The rising impact of climate change now has modern farmers looking to technology to help them boost productivity in increasingly challenging situations.
South Australia has launched a plan to become a leader in AgTech with a focus on dryland agriculture. In August, the South Australian government announced a major partnership with the University of Adelaide. The goal is to reduce red tape and bridge the gap between academic research and commercial technologies.
The collaborative project is already underway. Through machine learning, they are able to interpret satellite imagery and identify grazing pressures in remote farming. All in real time! This will potentially replace a system that only assessed these regions once every seven years.
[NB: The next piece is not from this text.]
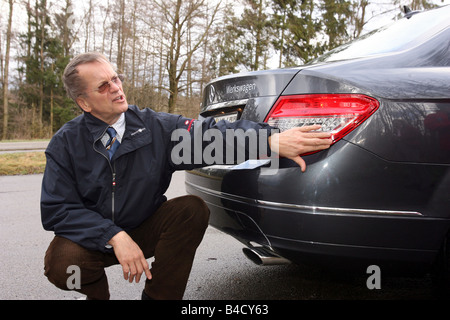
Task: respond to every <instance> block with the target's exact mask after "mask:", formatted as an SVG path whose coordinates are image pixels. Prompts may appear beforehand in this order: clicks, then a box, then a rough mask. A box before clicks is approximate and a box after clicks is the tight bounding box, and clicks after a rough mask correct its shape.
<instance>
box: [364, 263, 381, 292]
mask: <svg viewBox="0 0 450 320" xmlns="http://www.w3.org/2000/svg"><path fill="white" fill-rule="evenodd" d="M366 273H367V274H370V276H369V277H368V278H367V281H366V286H367V289H369V290H373V289H378V290H379V289H381V269H380V267H379V266H377V265H370V266H368V267H367V271H366Z"/></svg>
The collaboration will also give the universities’ scientists access to five state-owned research farms. This will bring a diverse range of academic knowledge to the agricultural sector. In fields such as mathematics, engineering and machine learning for the application of new technologies.
To encourage early adoption, two of the farms will have a trial run. farmers can then test the new AgTech inventions.
Moreover, agriculture is among South Australia’s largest industries. Thereby contributing almost $20 billion to the state’s economy. Also supporting 152,000 jobs in the 2017/18 financial year alone! However, South Australia is the driest state in Australia, the driest inhabited continent on Earth.
University of Adelaide Vice Chancellor Professor, Peter Rathjen said the university and South Australia has an opportunity to build on its global reputation. This will be on areas of cereal breeding, genomics, winemaking, viticulture and animal sciences and production.
“We want to not just produce food for consumption and export, as important as that might be, we want to produce knowledge in sustainable cereal production, water management, dryland farming systems and to do that by bringing to these pressing global problems new technologies and new collaborations,” said Rathjen.
This year, the University of Adelaide also launched ThincLab Waite. It’s business incubator is aiming specifically at startups in the AgTech food and wine sector.
AgTech industry experts met in South Australia last month to explore how AI, big data, biotech, robotics and other emerging technologies can drive efficiency and combat climate change.
The AgTech stream was part of the Southstart festival which brought together more than 1,000 entrepreneurs, investors, technologists, creative and industry experts from a range of fields.
Local companies making inroads in the AgTech space include:
- Satellite communications business Myriota is becoming a global leader in nanosatellite Internet of Things (IoT) connectivity and is based at Lot Fourteen – an innovation precinct in the CBD of Adelaide, South Australia. Its projects announced this year include a partnership with Queensland AgTech business Goanna Ag. This project will unlock the power of remote monitoring. Additionally, a collaboration with Davey Water Products to add its IoT connectivity to Davey’s TankSense product range. This will enable farmers to receive water level data directly to their mobile phones.
- Viticulture startup Taglog is expanding its digital labour management system designed to improve harvest efficiency for the Australian wine industry into other agriculture sectors. The RFID (radio frequency identification) system is accessible through a mobile app and uses cloud-based technology to track the productivity of pickers in the field to ensure they are paid correctly while holding them accountable for the quality of their work.
Primary Industries and Regions SA (PIRSA) will also host Advance Ag – South Australia’s first AgTech showcase in February.
The Adelaide Showground event is on February 24. AgTech developers and industry leaders will discuss the latest thinking in AgTech innovation. Additionally, they will demonstrate its practical application and benefits on-farm through case studies.